Vital work is being done to aid rural communities in India's northern state of Rajasthan. Lyn Hughes takes a new cultural trip to learn about the local way of life, from cooking chapattis to plastering with cow dung

8 mins

"Ommm...” Sitting cross-legged on the yoga mat, my eyes closed, all I could hear was a soundtrack of dawn birdsong. From the adjacent lake came the insistent piping of a tiny duckling calling its mother. The morning was cool, a heavy dew glittering on the grass. Then, as we finished the session with a salutation to the sun, a perfectly cued golden orb rose over the hill in front of us, casting a warm glow on our faces.

Stretched and energised, we sauntered over to breakfast. Although we were in Rajasthan in the north of India, the chef liked to showcase dishes from different regions at each meal. This morning, the iconic southern Indian dish of masala dosa was available, along with eggs, pancakes, fresh juice and more.

It was a glorious start to the day, but Araveli Cottages and Tented Camp, to give its full name, was more than just a tranquil place to stay. It was also the base for trips into India’s heartland with WE Charity, an international sustainable development charity that partners with communities to help them lift themselves out of poverty. 

The charity was founded by the then 12-year-old Canadian Craig Kielburger, after hearing the story of the life and death of Iqbal Masih, also 12 years old, who was murdered for speaking out against child slavery.

WE Charity works with several communities in Rajasthan and, to help finance its work as well as increase awareness, offers ‘ME to WE’ trips. These can involve either volunteering alongside the local communities on construction projects, or simply having an immersive cultural experience as part of your holiday. Whether you choose to roll your sleeves up or not, you have the opportunity to meet and interact with local people on a personal level. This is what I and four other guests had come to sample, eager to learn more about the people of Rajasthan and their everyday lives.

The ladies' committee with new members in recently built health centre (Hannah Flint) 

I had visited India several times previously, in search of wildlife or to see the iconic sights. Yet, when it came to its people, I felt that I’d never had any meaningful interactions, and I was always left wondering about their everyday lives. It seems that the people were not always too sure about visitors either. “Women used to want to run away if they saw a white person approach,” one local lady told me. “We thought that they would want to take our land. Now we can sit and talk here together.”

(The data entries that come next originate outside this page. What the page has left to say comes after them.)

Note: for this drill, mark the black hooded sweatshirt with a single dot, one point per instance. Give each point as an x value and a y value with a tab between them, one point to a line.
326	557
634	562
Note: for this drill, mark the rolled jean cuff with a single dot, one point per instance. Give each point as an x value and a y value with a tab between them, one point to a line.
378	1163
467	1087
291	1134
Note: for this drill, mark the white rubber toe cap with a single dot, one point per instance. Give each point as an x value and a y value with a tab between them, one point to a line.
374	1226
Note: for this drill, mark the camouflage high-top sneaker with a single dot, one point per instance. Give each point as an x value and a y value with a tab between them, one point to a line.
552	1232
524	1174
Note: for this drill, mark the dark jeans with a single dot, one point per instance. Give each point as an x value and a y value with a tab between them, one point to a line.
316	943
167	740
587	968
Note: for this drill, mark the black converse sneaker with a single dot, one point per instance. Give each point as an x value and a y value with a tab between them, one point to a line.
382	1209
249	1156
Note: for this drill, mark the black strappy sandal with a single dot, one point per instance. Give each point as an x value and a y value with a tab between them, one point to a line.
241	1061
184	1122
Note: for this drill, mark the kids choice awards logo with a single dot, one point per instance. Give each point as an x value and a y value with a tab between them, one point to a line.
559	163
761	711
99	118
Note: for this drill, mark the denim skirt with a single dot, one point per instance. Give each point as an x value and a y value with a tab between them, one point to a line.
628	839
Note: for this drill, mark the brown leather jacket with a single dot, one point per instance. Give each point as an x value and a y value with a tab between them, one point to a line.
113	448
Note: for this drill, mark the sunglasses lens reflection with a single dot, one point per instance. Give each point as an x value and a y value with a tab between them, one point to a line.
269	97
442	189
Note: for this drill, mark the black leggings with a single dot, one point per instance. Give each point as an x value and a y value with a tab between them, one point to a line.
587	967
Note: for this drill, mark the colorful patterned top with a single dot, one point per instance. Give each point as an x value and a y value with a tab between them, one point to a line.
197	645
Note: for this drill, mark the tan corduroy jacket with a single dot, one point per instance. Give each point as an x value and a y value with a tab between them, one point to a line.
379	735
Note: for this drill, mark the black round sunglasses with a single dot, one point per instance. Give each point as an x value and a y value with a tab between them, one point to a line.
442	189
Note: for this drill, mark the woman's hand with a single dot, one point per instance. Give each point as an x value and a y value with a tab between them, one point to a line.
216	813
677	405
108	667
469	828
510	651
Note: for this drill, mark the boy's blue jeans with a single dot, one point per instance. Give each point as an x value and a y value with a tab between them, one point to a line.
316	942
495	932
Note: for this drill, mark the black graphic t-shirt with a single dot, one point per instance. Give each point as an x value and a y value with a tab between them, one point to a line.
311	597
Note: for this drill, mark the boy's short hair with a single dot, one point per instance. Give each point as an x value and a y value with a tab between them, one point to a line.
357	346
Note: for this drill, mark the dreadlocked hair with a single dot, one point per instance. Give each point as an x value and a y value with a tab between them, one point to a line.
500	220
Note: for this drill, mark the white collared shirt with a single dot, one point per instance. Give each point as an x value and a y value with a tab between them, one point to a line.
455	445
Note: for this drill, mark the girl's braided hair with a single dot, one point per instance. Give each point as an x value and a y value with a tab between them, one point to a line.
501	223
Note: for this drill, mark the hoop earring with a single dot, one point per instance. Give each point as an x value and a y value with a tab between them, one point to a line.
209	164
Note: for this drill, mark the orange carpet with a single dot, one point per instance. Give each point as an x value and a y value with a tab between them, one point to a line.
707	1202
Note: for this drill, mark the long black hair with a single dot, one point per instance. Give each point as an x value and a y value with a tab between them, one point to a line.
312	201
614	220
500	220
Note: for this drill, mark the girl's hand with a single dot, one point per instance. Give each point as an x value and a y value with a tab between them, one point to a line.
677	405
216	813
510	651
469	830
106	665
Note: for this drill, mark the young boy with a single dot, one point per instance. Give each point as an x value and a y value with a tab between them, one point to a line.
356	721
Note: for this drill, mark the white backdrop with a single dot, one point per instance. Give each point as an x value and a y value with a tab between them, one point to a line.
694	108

We were sitting in a new health clinic with ten ladies from the community committee. Dressed in colourful saris, they were a mix of ages, and while some boldly met our eye, others were shy. Despite this being one of the poorest areas of India, they all had gold jewellery on their arms and adorning their faces. They were curious at our lack of jewels; here they often form part of a dowry, given as a gift upon marriage. “What dowries do you have in England?”, we were asked.

None of our party were married or had children, and this caused consternation among the women. In local society, women get married at 14 or 15. Not so long ago, they wouldn’t have met their husband until their wedding day, but these days they may even be at school together. They continue to live at home until Grade 12 [ages 16-18] and then go to live with their husband once they graduate.

Rajasthan may be one of India’s most beautiful states, known for its palaces, forts and bright colours, but it is also one of the poorest. At the health centre it was the day for small children to be checked for possible malnutrition by having their arms measured with a special colour-coded tape. Most were fine, but two were in the borderline zone, so would be given extra nutrition and kept an eye on.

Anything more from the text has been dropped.